UiPath Automation Cloud services are deployed globally across multiple regions. UiPath has its own identity service that creates tokens. Just like other cloud services, the identity service is also available in multiple regions.

Each time there’s a cloud code release for cloud services, we follow safe deployment practices (SDP). We gradually introduce changes to our code. This way, we can balance the release’s exposure with its proven performance. Once a release has proven itself in production, it becomes available to tiers of broader audiences until everyone is using it. SPD also helps protect against retry storms by limiting the rate of requests.

Customer impact

Enterprise customers in the European region had issues connecting to the UiPath Automation Cloud, on March 13, 2024, starting at 13:04 UTC. The incident had three phases:

Between 13:04 UTC and 14:07 UTC all requests failed with an HTTP 500 error. This happened because one of our essential background services wasn't working.

All new token refreshes started working successfully from 14:07 UTC onwards.

Between 14:07 UTC and 14:50 UTC, some customers experienced HTTP 429 errors. This happened because there were too many retries. As a result, our network system started to throttle certain processes to manage the load.

All new token refreshes even from IPs that previously may have received errors started succeeding from 14:50 UTC onwards.

Some customers saw HTTP 400 errors from 14:07 UTC until they signed in to their robots again.

This happened because the auth tokens expired during the outage. The tokens couldn't be refreshed automatically. So, users had to sign in again to get a new token.

If customers see errors, they might have to log back in to attended robots and portal pages. Their old login sessions might have run out.

Root cause

Identity service had a new dependency, which caused this problem.

We gradually introduced the changes by following SDP. We started with our development environments, then community, and then onward through the different regions. By doing this, we can find as many issues as possible in a lower environment before they affect our critical customers.

However, the resource didn't have the right scaling configuration. The change worked fine across many regions for several days until March 13, when an increase in traffic caused the quota threshold to be reached, which led to this incident.

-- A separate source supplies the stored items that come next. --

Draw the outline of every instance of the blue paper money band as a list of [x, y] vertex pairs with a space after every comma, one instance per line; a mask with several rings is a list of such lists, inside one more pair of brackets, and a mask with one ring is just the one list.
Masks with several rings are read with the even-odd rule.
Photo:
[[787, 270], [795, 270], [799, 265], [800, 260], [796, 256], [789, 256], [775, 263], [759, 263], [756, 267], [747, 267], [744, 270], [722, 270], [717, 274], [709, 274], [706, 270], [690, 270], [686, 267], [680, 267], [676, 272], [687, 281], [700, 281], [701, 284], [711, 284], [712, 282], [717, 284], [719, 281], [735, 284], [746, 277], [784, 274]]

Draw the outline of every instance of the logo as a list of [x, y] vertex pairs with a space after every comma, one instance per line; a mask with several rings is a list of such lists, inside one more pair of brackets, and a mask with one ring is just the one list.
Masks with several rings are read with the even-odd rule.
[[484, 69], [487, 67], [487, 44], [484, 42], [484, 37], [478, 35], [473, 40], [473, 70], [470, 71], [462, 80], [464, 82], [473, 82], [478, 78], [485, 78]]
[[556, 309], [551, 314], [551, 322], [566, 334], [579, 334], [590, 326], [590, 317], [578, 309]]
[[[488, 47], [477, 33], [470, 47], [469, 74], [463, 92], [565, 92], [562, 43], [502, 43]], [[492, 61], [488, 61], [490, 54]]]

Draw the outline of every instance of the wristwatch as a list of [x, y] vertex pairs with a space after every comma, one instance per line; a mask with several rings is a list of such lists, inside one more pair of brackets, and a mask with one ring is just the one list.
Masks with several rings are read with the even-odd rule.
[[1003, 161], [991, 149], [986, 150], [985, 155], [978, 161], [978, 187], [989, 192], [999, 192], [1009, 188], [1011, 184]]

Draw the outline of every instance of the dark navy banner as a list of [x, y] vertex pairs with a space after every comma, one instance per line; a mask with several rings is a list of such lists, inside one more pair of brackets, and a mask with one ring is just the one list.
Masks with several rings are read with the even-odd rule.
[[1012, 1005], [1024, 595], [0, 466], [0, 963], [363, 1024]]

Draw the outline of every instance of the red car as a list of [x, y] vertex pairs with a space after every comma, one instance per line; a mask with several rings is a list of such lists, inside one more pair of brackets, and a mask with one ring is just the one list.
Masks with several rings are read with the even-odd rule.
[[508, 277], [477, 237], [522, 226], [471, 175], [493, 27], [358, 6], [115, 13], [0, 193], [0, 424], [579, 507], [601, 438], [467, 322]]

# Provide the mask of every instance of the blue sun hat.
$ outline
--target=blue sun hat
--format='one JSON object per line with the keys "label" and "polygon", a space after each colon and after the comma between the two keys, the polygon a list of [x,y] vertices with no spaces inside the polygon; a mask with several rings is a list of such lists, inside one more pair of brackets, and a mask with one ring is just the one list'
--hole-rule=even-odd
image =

This failure also had a cascading effect. All the clients started trying to connect again, which triggered our rate-limiting policies for those specific IPs. This returned an HTTP 429 error, which limited any impact on other services and customers.

Detection

Our monitors automatically found the problem and let our disaster recovery team know within a few minutes.

Response

To fix the problem, we turned off the extra rights and raised the throttling limits for a short time. This lets the retries drain away.

We followed our usual steps to fix the problem and remove the backup that made us hit the throttling limits.

Follow-ups

We're continuing to look into this issue in more detail, and we'll be sharing more details about how we plan to fix it soon. But first, we're going to:

Improve our failure drill process for new components in test environments to catch these kinds of issues earlier.
Reduce the time it takes to find the root cause of these types of failures.
Review our network throttling policies to make sure they're set correctly.
Look at ways to make our authentication and refresh token processes more resilient.

Posted Mar 14, 2024 - 01:08 UTC

Resolved

The issue has been resolved. If any clients are still experiencing issues, they may need to sign in again or restart their browser.
This issue was caused by a failure of one of our critical resources to auto-scale. As our traffic increased, it became overloaded. This prevented users and robots from being able to Authenticate. The issue was isolated to customers in the European region.

We will publish a postmortem with more details as soon as possible.

Posted Mar 13, 2024 - 15:18 UTC

Monitoring

A fix has been implemented to mitigate the issue. We are currently monitoring the system.

Posted Mar 13, 2024 - 14:21 UTC

Update

Only the customers in Europe region are impacted by this incident.

Posted Mar 13, 2024 - 13:58 UTC

Investigating

Automation Cloud is down due to a rate limiting issue. We are currently investigating the issue

Posted Mar 13, 2024 - 13:30 UTC

This incident affected: Automation Cloud.